Tuesday, June 14, 2016

Road Trip 2016 - High Museum of Art in Atlanta

Buttons are fascinating, no matter your age!
Knowing that we'd have a few hours to explore in Atlanta, Michelle decided the High Museum of Art would be a great choice, particularly since it looked like there would be an exhibit or two that might interest the little girls. So, off we went!


Brooke would have loved to spend more time exploring the Tiovivo sculptures; unfortunately, there were hot to the touch. They're on display through Thanksgiving, and are outside the ticket booth, so maybe she can visit them another time.

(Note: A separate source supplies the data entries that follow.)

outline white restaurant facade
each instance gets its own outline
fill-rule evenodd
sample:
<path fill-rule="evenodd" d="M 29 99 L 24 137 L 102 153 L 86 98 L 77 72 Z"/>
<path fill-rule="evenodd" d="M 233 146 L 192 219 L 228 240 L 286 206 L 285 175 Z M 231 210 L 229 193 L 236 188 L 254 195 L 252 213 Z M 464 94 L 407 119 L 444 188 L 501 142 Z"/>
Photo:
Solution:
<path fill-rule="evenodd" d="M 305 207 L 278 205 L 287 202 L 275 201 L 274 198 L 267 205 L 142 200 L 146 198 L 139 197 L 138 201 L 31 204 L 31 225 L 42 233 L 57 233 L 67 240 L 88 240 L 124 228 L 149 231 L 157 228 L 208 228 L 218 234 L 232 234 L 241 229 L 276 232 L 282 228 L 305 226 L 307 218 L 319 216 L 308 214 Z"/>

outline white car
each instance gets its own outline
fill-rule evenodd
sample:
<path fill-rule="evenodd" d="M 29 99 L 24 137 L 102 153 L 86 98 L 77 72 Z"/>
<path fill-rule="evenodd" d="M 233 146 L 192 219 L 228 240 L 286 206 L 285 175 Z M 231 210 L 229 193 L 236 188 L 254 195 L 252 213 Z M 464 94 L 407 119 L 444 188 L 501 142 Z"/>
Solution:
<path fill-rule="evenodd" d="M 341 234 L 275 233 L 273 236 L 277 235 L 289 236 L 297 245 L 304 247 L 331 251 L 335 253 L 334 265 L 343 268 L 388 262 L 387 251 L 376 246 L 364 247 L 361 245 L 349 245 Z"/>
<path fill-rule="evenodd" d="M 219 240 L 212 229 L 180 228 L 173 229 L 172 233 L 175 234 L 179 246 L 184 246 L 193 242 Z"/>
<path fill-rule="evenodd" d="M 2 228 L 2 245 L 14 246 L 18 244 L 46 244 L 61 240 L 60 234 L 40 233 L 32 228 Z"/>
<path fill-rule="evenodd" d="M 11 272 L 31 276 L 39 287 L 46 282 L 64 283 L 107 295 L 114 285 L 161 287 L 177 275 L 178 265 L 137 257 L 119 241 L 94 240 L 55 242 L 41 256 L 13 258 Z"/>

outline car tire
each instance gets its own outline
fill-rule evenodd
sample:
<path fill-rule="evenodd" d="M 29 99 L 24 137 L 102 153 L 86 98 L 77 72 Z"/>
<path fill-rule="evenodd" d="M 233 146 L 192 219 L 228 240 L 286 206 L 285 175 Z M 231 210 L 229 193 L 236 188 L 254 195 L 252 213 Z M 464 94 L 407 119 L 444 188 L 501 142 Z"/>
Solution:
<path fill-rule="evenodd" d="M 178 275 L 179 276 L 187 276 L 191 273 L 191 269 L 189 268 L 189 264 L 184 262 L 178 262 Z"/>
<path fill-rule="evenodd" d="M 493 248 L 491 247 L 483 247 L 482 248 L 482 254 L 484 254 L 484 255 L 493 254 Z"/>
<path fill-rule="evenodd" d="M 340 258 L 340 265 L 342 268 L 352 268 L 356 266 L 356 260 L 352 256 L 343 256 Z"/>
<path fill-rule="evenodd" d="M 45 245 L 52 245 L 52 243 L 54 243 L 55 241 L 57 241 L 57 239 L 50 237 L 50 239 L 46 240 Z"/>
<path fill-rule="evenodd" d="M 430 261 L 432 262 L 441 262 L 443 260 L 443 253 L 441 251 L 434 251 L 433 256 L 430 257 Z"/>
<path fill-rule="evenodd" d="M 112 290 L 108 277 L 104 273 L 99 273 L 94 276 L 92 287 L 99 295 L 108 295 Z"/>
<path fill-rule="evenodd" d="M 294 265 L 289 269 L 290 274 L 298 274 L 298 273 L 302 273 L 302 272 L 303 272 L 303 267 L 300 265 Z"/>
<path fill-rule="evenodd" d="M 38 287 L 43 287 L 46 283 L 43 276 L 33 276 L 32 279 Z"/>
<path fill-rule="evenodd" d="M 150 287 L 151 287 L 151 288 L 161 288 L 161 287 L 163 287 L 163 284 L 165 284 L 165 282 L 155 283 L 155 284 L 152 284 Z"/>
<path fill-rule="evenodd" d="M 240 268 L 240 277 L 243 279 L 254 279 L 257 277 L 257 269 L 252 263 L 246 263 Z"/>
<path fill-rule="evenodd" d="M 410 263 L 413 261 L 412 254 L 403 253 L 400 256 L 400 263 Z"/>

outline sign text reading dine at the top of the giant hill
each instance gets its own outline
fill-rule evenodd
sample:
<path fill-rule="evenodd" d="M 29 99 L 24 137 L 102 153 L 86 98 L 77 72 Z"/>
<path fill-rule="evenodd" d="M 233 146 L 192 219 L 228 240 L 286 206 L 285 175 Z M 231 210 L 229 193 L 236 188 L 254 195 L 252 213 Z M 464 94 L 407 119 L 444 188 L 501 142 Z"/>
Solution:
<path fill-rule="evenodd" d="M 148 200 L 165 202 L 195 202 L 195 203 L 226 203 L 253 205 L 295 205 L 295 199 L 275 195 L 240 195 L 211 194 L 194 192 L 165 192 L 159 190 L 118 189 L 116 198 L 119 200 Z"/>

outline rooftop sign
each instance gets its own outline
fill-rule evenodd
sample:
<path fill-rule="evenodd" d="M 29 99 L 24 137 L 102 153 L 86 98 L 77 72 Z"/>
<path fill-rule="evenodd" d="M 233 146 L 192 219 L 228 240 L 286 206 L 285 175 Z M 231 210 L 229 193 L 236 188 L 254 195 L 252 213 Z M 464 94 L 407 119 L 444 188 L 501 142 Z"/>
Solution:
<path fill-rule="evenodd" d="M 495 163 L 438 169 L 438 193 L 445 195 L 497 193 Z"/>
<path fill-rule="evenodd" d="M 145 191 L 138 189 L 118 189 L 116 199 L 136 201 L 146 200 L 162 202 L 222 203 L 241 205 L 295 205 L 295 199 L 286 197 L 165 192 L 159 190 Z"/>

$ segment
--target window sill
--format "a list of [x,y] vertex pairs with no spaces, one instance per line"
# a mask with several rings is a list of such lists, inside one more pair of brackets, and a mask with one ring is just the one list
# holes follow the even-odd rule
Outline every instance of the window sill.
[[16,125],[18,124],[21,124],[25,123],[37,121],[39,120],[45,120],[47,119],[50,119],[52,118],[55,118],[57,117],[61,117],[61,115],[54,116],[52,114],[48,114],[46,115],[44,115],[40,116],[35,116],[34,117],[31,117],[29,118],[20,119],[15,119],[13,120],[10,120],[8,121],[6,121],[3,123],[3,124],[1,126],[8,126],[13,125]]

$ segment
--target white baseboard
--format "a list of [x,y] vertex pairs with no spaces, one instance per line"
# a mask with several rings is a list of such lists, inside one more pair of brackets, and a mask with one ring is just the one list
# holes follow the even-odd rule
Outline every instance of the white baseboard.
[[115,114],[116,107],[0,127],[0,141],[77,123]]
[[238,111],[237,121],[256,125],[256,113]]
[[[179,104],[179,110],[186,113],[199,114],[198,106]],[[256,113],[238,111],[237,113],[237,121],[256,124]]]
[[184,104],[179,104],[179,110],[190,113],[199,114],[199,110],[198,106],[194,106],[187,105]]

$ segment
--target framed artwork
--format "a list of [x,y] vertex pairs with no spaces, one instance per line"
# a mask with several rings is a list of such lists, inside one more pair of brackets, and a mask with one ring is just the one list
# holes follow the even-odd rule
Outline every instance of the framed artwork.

The Eric Carle exhibit was inside the nicely air-conditioned building. It was actually quite fascinated to read about how he created his books. I was surprised at the number of titles I didn't recognize, and it was nice that they had copies of the books available to read. I love the bright colors and the collages are amazing. 
That was only one exhibit, though. This museum had a lot of different ones. I also loved how the building fit so well with the different collections.
When I think of art, I normally think of paintings. I was reminded that art comes in many different forms. Brooke liked this one which was just a series of mirrors stacked in a certain way.
One of the other  "temporary" exhibits showed the art of Vik Muniz. This was absolutely fascinating. He takes different objects, I guess they could be called mosaics, forms them into whatever he wants to portray, and then photographs them. He had some made using sugar, others with diamonds, and a whole series using old family pictures.
This set of three "paintings" was made out of toy army men.
This one was made out of a variety of objects. I picked the blue wastebasket to do the close-up of because it was the most obvious from a distance. Can you spot it on his shoulder?
He re-created the Mona Lisa using peanut butter and strawberry jam. Amazing!
Another thing he did was to collaborate with someone and carve pictures of castles on individual grains of sand - his version of a sandcastle. 
 In honor of their recent return from France, we took a picture in front of the Paris scene.
This looked like it was created out of a bunch of different post cards or something.
Zooming in on the detail of the bridge.
While their mom and dad studied another piece of art, we tried getting a picture of Brooke and Robyn. If our goal was to get them to stand still and look at the camera, we didn't succeed. They were more interested in climbing on the bench and each other.
It's easier to sit still when someone's reading a story to you, but that doesn't make taking a picture any easier.
Visiting the art museum was a great idea, Michelle. Thanks for a wonderful excursion!